You do not catch the Teuton of these days mooning away his life without any sane object in view. The young Werthers of Fatherland do not bring their miserable "sorrows" to this country; indeed I am strongly of opinion that the historical idiot of that name was the last of his race, and one ought to rejoice if the species to which that young man belonged is extinct. There is a very fair prospect of Young Ollendorf crowding Young Bull out--commercially at all events. And here comes the gist of my remarks. To prevent extinction, Young Taurus, you must get yourself educated--yes, educated. Do not storm. What you are fatuously pleased to call your "education" has cost about four times as much as Young Ollendorf's education cost, but Young Ollendorf has acquired about four times as much knowledge as you have; I mean knowledge of the kind that is likely to aid either him or you to rise in life. Also, Ollendorf does not delude himself with the childish idea that when he has left school he has "finished his education;" he is not such an idiot as to believe that any man ever does that on this side of the grave, even if he should ever do it on the other. He keeps pegging on at studies of some direct practical use; and this is the reason why Ollendorf so often passes the winning-post, while Bull is so often distanced. I know all about scrificing to the Graces, sporting with Amaryllis in the shade, dulce est desipere, and all the rest of it.

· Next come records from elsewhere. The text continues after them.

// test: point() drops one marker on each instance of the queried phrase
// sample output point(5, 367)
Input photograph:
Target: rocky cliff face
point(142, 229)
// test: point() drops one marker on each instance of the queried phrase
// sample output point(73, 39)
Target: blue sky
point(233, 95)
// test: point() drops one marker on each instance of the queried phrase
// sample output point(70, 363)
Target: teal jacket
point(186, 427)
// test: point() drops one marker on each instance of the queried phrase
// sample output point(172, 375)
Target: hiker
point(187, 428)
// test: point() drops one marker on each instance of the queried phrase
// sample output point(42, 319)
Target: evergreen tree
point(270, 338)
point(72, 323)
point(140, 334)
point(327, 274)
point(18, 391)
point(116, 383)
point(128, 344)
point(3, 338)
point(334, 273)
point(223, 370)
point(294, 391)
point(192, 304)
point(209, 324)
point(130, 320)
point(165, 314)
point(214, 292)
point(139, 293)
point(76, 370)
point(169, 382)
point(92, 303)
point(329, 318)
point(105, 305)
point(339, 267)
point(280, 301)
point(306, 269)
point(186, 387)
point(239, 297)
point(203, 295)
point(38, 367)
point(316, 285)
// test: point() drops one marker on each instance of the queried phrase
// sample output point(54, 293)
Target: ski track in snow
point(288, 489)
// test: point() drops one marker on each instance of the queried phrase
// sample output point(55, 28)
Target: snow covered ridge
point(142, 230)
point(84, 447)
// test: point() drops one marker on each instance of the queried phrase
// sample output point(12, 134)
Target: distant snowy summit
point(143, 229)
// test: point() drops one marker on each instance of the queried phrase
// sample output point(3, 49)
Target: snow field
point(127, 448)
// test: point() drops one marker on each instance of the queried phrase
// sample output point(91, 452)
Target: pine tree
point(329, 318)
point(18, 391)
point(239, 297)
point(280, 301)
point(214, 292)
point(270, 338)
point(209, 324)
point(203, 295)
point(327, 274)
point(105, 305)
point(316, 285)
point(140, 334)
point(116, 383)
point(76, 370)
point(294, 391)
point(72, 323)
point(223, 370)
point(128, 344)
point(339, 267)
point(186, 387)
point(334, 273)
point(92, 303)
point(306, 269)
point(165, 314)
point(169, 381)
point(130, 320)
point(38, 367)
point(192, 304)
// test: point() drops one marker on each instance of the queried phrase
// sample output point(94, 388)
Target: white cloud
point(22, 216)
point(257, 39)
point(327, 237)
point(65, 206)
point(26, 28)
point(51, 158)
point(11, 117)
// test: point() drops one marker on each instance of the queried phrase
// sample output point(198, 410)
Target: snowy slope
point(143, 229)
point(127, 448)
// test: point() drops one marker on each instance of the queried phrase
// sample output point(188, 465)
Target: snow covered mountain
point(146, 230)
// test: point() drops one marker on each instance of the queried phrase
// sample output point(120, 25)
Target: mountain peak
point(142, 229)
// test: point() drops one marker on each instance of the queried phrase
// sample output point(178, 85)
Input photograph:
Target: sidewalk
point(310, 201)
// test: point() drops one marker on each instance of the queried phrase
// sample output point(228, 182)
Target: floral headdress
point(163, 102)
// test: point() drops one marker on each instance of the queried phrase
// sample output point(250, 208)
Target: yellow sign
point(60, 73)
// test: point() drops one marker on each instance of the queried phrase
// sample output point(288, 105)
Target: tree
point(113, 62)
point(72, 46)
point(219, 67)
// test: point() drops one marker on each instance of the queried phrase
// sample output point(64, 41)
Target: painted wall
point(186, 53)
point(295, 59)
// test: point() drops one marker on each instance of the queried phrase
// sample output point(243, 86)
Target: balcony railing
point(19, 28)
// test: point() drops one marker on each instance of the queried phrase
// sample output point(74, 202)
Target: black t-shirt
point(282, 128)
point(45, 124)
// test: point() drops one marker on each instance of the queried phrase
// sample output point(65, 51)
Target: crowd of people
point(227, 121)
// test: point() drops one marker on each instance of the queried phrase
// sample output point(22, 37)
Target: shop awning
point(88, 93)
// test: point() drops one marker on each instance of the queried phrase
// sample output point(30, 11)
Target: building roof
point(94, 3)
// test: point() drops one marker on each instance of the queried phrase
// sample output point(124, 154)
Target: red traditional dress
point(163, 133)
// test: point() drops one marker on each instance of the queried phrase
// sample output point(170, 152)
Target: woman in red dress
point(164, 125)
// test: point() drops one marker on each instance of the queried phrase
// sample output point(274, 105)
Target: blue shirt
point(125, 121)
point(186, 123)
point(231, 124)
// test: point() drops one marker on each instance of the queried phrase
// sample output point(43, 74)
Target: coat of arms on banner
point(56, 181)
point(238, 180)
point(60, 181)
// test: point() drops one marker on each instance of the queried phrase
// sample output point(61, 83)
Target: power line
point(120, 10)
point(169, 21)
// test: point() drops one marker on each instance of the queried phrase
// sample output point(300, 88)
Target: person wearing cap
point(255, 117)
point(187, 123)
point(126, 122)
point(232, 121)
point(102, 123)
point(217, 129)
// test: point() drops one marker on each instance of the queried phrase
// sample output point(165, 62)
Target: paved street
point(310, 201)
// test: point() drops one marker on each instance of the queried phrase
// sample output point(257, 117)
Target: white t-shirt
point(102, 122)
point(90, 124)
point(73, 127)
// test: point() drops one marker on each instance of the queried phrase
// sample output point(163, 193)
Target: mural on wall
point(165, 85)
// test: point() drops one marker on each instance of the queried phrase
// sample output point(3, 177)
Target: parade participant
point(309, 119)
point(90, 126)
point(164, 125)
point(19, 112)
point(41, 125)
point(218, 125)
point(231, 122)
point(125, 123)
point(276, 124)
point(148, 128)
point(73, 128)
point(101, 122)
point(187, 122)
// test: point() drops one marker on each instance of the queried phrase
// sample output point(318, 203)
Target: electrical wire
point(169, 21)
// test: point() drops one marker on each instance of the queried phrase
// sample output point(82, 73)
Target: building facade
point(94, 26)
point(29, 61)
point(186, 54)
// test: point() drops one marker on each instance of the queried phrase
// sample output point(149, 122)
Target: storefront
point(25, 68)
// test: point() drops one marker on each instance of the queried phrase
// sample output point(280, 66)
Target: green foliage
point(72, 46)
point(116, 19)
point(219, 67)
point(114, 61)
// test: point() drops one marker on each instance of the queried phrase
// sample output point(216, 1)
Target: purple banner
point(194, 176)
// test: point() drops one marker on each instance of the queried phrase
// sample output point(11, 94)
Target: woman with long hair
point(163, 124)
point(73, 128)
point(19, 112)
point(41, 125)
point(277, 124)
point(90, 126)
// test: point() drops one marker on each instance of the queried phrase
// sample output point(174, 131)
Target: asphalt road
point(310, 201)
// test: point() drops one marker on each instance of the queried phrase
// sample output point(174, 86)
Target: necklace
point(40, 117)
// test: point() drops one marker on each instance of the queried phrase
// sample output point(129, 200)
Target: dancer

I know it all by heart, but I also know that all these things, though good enough in loco, must invariably be your second consideration, and never be your first, if you have any wish whatever to hold your own in the nowadays world.
And now, as the preachers say, "One word before we part." Get rid of your stupendous British conceit, Young Bull; lay yourself to work in earnest, Young Bull; or rest assured that Ollendorf will have put his boots on, will have marched ahead, and will have crowded you out, while you, my Tauriculus, are only just beginning to think about "hommerin' the leather."